Established in 1992, the Black Iris sells clothing, jewelry and art glass blown by the pair. Algrim, originally from Northern California, creates micro-fiber art that is also on display and for sale, as well as most of the glass and metal jewelry at the boutique and gallery.

“It’s always nice to enlighten people who don’t know about the places here,” Algrim said. “Maybe they’ll discover something new and maybe they’ll be back.”

Shoppers heading to the Black Iris were greeted by Henry, their black cat, who roams as he pleases. Algrim is also available for workshops, which they typically hold on Saturday mornings by appointment.

Whatley, originally from Alabama, and Algrim are glass blowers, and their glassware is available for purchase. The venture, while expensive, allows for their creativity to take on new shapes and forms.

“We started doing glass because I wanted to do the accessories for the store and I wanted to have unique merchandise for the shop,” Algrim said. “What we’re doing is called lampworking, though the ornaments are blown, they’re blown on a torch versus a giant glory hole.”

“It’s a long, slow process,” Whatley added. “It’s colorful, it’s shiny, it’s all special. Each time you see a different color [in one glass piece], it’s a different piece of glass that’s been layered.”

The Speer Memorial Library participated in the Mission Arts Festival as well, holding two book signings for local authors Teresa Stern and [INSERT NAME]. Library Assistant Lulu Garcia said that through the event, literature and all kinds of art can be further explored by community members.

“I think we need a lot more of these types of events,” Garcia said. “It’s actually bringing out the artistic of us.”

Stern, the author of children’s books such as “The Tea Party on Henry’s Island” and “Grocery Store Alphabet Game,” was excited for the festival because it gave local writers the chance to learn about self-publishing in the RGV.

“We’re all here, but a lot of people don’t know about us [local authors],” Stern said. “We need to be doing and going to more of these events so we can say ‘hey, we’re here, and we’re local and we have books available.”

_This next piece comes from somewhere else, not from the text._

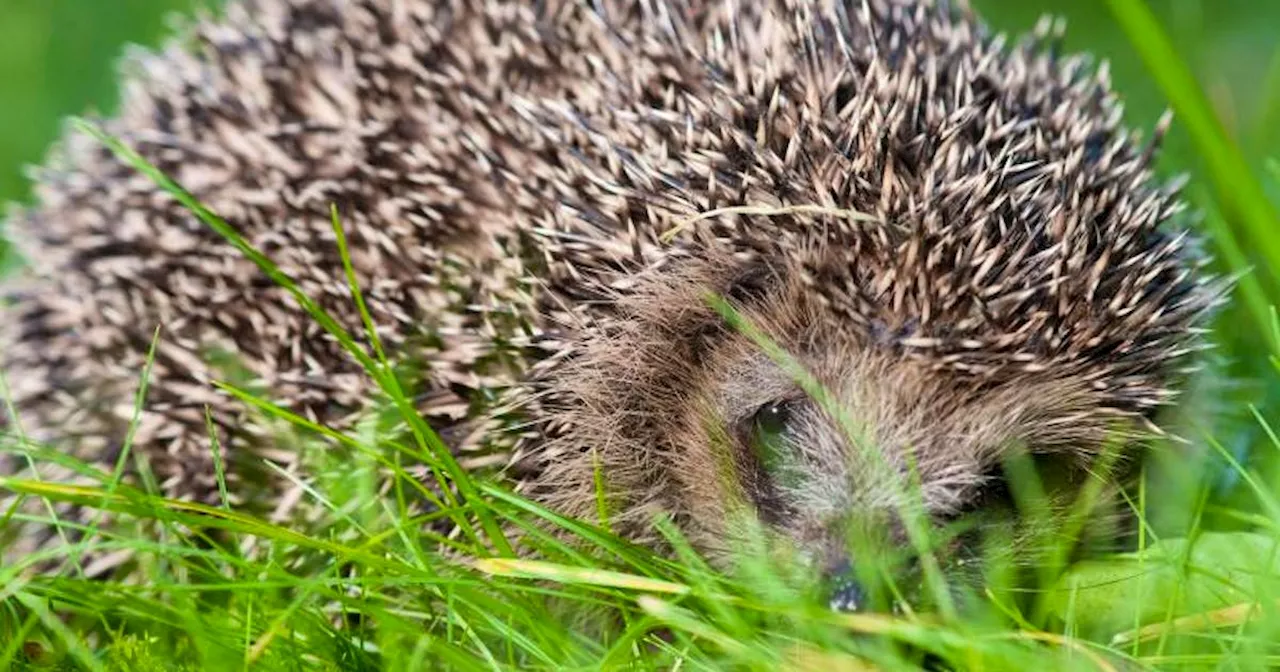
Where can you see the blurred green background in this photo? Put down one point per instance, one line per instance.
(58, 58)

Both women noted that promoting literature and art to people in the area, particularly the children, fosters a love of learning and appreciation for art forms.

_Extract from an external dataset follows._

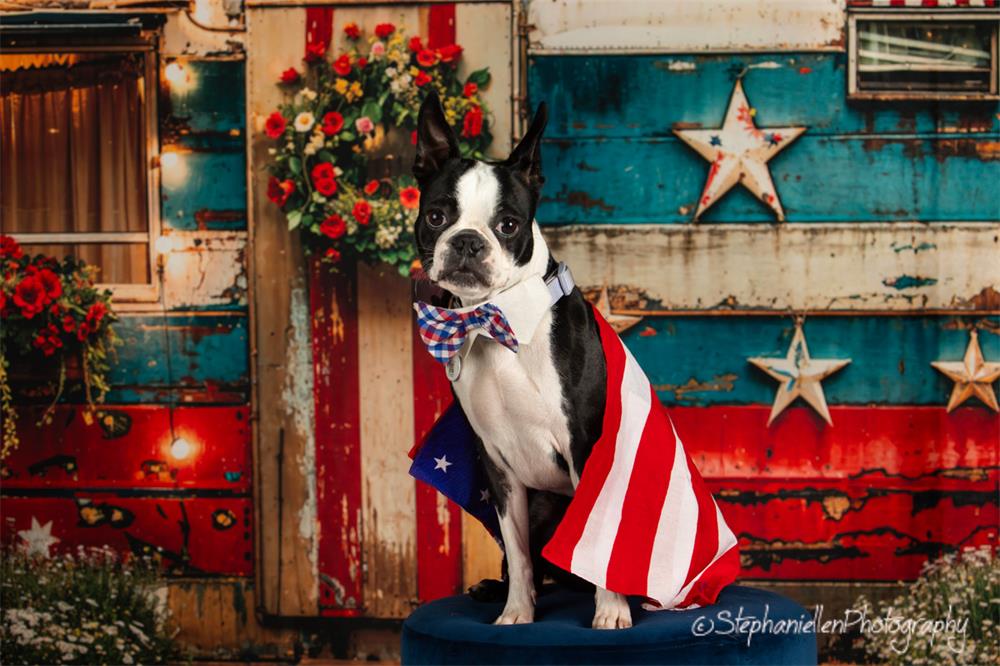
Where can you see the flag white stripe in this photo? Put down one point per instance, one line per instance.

“When you are reading, you can expand your mind and imagination, and go on more adventures,” Stern said.

Garcia added that because people in the Valley are used to the idea that it’s a small town and there are other places to go for art, but that is not the case.

“We’re trying to promote it to everybody, everyone,” Garcia said. “Sometimes kids don’t even know that they can draw or write a book until they see something like this and see that they like it.”

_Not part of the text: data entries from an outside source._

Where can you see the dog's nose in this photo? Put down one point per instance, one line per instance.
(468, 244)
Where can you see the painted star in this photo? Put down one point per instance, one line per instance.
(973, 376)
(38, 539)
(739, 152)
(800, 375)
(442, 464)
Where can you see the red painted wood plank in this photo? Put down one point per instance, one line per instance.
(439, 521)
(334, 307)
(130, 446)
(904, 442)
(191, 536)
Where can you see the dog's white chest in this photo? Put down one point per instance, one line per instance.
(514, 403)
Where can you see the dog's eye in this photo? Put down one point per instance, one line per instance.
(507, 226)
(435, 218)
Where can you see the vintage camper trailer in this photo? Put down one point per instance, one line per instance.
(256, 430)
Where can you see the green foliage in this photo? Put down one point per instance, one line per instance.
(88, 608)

The Upper Valley Art League also got involved, hosting food and artisan vendors outside and several photographic and painted displays inside the building. UVAL President Maxilou Link was happy to know that an event like the Mission Arts Festival was happening, and hopes it continues to grow and flourish over the next few years.

“It’s really a long time coming,” Link said. “People think of Mission as a little nobody nothing town, but it’s not. There’s a lot of beautiful people that live here, and all they need is something to do and some place to go in their own city.”

The Paloma Limassol Company Dance Studio performed several modern dances at the UVAL that afternoon, and attendees of the festival filled the building to watch.

“I’m really proud that Mission has brought the arts to the forefront,” Link said. “People are getting more educated, and they know it’s not just trinkets, it’s valuable things that last a lifetime.”

Meanwhile, at The Historical William Jennings Bryan House, a mermaid-themed festival and art displays were available. Several vendors lined the green gardens and community members explored the grounds and interior of the house, where art was on display.

A mermaid costume contest drew young girls from all over Mission, and the audience was encouraged to vote for the winner. Due to the work that was put into the costumes, the audience couldn’t decide and all the girls ended up with prizes.

Attendees were able to take a bingo card from the festival locations and have it stamped at each, then turn it in and have it drawn for prizes. The Mission Arts Festival culminated at the local brewery, located at the Mission Center for Education and Economic Development, where live music was played and the bingo winners were drawn.